City of Ruins
shut up and went back to sipping their vending machine coffee,
waiting for Thirty to show up for one of her
question-and-hardly-any-answer sessions with me.
    That’s what “going out to eat” was in the
DARPA tunnels — me picking food from the same vending machines
Thirty and the Twenty-Fives used. I’d sip a hot chocolate while she
talked. But sometimes, I’d ask her questions first, the way Thea
did. Like, when am I gonna get to see my dad? I can’t believe he
wouldn’t have tried to get in touch with me by now. Somehow.
    It’s been so long since I’ve seen him. I’ve
seen King Arthur, and Lewis and Clark, and Thomas Jefferson, and
all kinds of people since I last spoke to my dad. I know he’s
around somewhere. He can’t have disappeared, too.
    I can’t possibly be an orphan. Time travel
couldn’t be that unfair. At least not to a thirteen-year-old.
    Could it?
    But whenever I asked about Dad, Thirty would
always change the subject. So I don’t even know if he’s okay or
not, and of course she doesn’t tell me anything about my mother,
and yet I’m supposed to answer all her questions about history and
what it feels like to go through time, and then she slips in
something like, “Did you ever want to just destroy the whole world
because you were so mad at your parents?” questions that always
seem weird to me, though I’ve come to the conclusion it’s kind of a
psychology thing, because she thinks I’m keeping big secrets from
her. Like some plan Thea and Clyne and I have to change history and
rule the world.
    That’s what weird about life. Half the time,
you have no clue what’s really going on with people, grownups
especially — what they’re really thinking or feeling or doing when
you’re not around. The other half, things are exactly like they
appear and yet no one believes that, either. Everyone looks for a
catch, and no one can believe they might really be happy, even for
a while, or really be sad. Everybody is always trying to explain
things, but sometimes, a sunny afternoon is just a sunny
afternoon.
    At least, according to my memory of sunny
afternoons, since I’m sure not seeing any of them down here.
    I’ve had both things in my life — the
unexplained secrets, and trying to hold on to what’s right in front
of you.
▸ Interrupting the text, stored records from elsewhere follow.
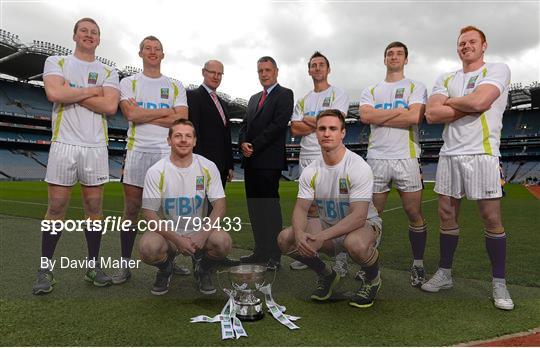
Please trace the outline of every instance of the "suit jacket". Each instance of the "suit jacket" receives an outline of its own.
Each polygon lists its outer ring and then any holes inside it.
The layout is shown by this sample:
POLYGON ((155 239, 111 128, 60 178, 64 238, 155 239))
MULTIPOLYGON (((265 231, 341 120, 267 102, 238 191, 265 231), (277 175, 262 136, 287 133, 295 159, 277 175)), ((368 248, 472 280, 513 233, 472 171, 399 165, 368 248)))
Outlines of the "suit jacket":
POLYGON ((238 144, 253 145, 253 155, 244 157, 242 163, 244 168, 283 170, 287 168, 285 138, 293 113, 293 92, 278 84, 257 110, 261 97, 262 91, 251 96, 240 128, 238 144))
POLYGON ((208 158, 223 172, 233 168, 233 155, 227 103, 219 96, 218 100, 227 119, 226 125, 204 86, 187 91, 189 120, 197 132, 197 144, 193 152, 208 158))

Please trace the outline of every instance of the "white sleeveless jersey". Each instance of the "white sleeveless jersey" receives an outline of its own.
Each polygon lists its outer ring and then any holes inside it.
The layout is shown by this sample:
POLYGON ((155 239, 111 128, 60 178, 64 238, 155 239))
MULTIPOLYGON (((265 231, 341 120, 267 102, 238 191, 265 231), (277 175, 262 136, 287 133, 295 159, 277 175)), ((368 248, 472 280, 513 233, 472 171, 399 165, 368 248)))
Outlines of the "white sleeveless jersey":
MULTIPOLYGON (((427 92, 423 83, 408 78, 397 82, 382 81, 362 91, 360 106, 375 109, 408 109, 412 104, 426 104, 427 92)), ((367 158, 419 158, 418 125, 407 129, 370 125, 371 134, 367 158)))
MULTIPOLYGON (((302 121, 304 116, 315 117, 328 109, 338 109, 347 115, 349 97, 341 88, 330 86, 322 92, 310 91, 296 103, 291 121, 302 121)), ((320 154, 321 147, 315 133, 303 136, 300 142, 300 156, 317 157, 320 154)))
MULTIPOLYGON (((128 76, 120 82, 120 91, 120 100, 134 98, 145 109, 187 107, 186 90, 182 83, 173 82, 163 75, 159 78, 150 78, 143 73, 128 76)), ((166 127, 129 122, 126 149, 151 153, 169 152, 168 132, 166 127)))
POLYGON ((486 63, 476 71, 463 70, 439 76, 434 94, 449 98, 468 95, 483 84, 497 87, 500 95, 481 115, 465 116, 444 127, 441 156, 485 154, 500 156, 502 118, 508 100, 510 69, 504 63, 486 63))
MULTIPOLYGON (((86 62, 70 56, 51 56, 45 61, 43 77, 57 75, 71 87, 111 87, 119 89, 118 73, 98 60, 86 62)), ((107 118, 78 103, 54 103, 51 141, 86 147, 108 144, 107 118)))
POLYGON ((369 165, 350 150, 335 166, 328 166, 321 158, 311 162, 302 172, 298 198, 315 201, 323 228, 337 224, 349 214, 352 202, 368 201, 367 218, 378 216, 371 202, 373 173, 369 165))
POLYGON ((206 216, 206 198, 213 202, 223 197, 225 192, 214 162, 193 154, 191 165, 179 168, 166 156, 146 173, 142 207, 153 211, 162 208, 165 218, 174 223, 180 217, 177 232, 184 233, 193 231, 193 224, 187 225, 185 218, 206 216))

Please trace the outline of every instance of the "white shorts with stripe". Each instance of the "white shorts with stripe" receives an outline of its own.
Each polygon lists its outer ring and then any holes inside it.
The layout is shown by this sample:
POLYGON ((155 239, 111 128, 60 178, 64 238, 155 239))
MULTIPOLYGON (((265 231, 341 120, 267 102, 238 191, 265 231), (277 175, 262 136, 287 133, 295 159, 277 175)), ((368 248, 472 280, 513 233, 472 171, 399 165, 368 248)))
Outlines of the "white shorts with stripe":
MULTIPOLYGON (((377 234, 377 238, 375 240, 375 248, 379 246, 379 242, 381 241, 381 235, 382 235, 382 219, 379 216, 374 216, 370 219, 366 220, 366 223, 371 226, 373 231, 377 234)), ((321 220, 318 218, 308 218, 308 225, 306 227, 306 232, 310 234, 317 234, 320 233, 323 230, 321 220)), ((347 237, 346 234, 339 236, 337 238, 332 239, 332 242, 334 243, 334 254, 337 255, 342 252, 347 252, 345 249, 345 245, 343 242, 345 241, 345 238, 347 237)))
POLYGON ((316 159, 319 159, 321 157, 321 155, 319 156, 302 156, 300 155, 300 158, 298 159, 298 164, 300 165, 299 168, 299 172, 300 174, 302 174, 302 171, 307 167, 309 166, 309 164, 313 161, 315 161, 316 159))
POLYGON ((52 142, 45 181, 49 184, 99 186, 109 181, 106 147, 86 147, 52 142))
MULTIPOLYGON (((373 229, 373 232, 377 235, 375 238, 375 248, 379 247, 379 242, 381 241, 381 235, 382 235, 382 219, 379 216, 374 216, 370 219, 366 220, 366 224, 371 226, 373 229)), ((345 238, 347 237, 346 234, 339 236, 335 238, 334 241, 334 248, 336 255, 339 253, 347 252, 347 249, 345 249, 345 238)))
POLYGON ((143 188, 144 178, 146 177, 148 169, 163 157, 168 156, 169 153, 170 152, 150 153, 127 150, 126 157, 124 158, 124 166, 122 168, 122 183, 143 188))
POLYGON ((479 200, 502 196, 499 157, 490 155, 439 156, 435 192, 479 200))
POLYGON ((390 191, 392 183, 401 192, 416 192, 424 188, 417 158, 368 158, 367 163, 373 171, 373 193, 390 191))

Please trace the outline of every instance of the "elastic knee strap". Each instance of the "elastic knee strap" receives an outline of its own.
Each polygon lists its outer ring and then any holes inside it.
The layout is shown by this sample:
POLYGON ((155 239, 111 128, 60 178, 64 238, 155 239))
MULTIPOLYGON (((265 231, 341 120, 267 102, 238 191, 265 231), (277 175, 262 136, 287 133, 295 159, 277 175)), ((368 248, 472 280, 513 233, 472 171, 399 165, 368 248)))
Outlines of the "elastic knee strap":
POLYGON ((459 227, 457 228, 448 228, 448 229, 445 229, 445 228, 442 228, 439 230, 439 233, 440 234, 449 234, 451 236, 459 236, 459 227))
POLYGON ((499 232, 499 231, 488 231, 488 230, 484 229, 484 236, 486 236, 486 238, 493 238, 493 239, 496 239, 496 238, 505 238, 505 237, 506 237, 506 233, 504 233, 504 228, 502 229, 502 232, 499 232))
POLYGON ((426 232, 426 229, 427 229, 427 226, 425 222, 420 226, 409 225, 409 231, 411 232, 424 233, 426 232))
POLYGON ((371 249, 371 255, 361 263, 362 267, 372 266, 379 259, 379 251, 375 248, 371 249))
There was this seemingly normal family, once — mine — but
there were also the time-travel experiments my parents were doing
for DARPA, and they all went wrong, and changed history. My
family’s history. Me.
    Changed my life from the way it was going to
be. From that everything-turns-out-all right-life I thought I had
when I was a little kid. To a life that includes a dinosaur for a
friend, and a girlfriend who’s over a thousand years old.
    Wait. Did I just use the word girlfriend ?
    “…your atomic map.”
    “What?” Sometimes I don’t really pay much
attention to Thirty at all. I eat my sandwich and drink my hot
chocolate and wait to go back to my room, where I have an
old-fashioned Barnstormers game going with some paper and pencils,
kind of like how they had to do it with boards and dice before
there was electricity or whatever.
    “A map of your atomic structure. Some
physical tests. We appreciate how cooperative you’ve been so far” —
was she making a joke? — “but we also want to know how it is you’re
able to do all this time-traveling without too many physical
consequences.”
    “I get sick. I throw up.”
    “That’s nothing, compared to other people who
have tried on your hat.”
    I remembered what happened the last time
DARPA let some of its —workers? Troops? — try on the cap. The ones
that came out of it alive, generally went crazy. Like Mr. Howe
seems to have be.
    “You’re not still trying to make other people
wear it?” I asked, letting the question hang there and letting my
chocolate get cold. Like I said, wearing the hat creates some kind
of impossible moment, opening up a type of rift in your own body.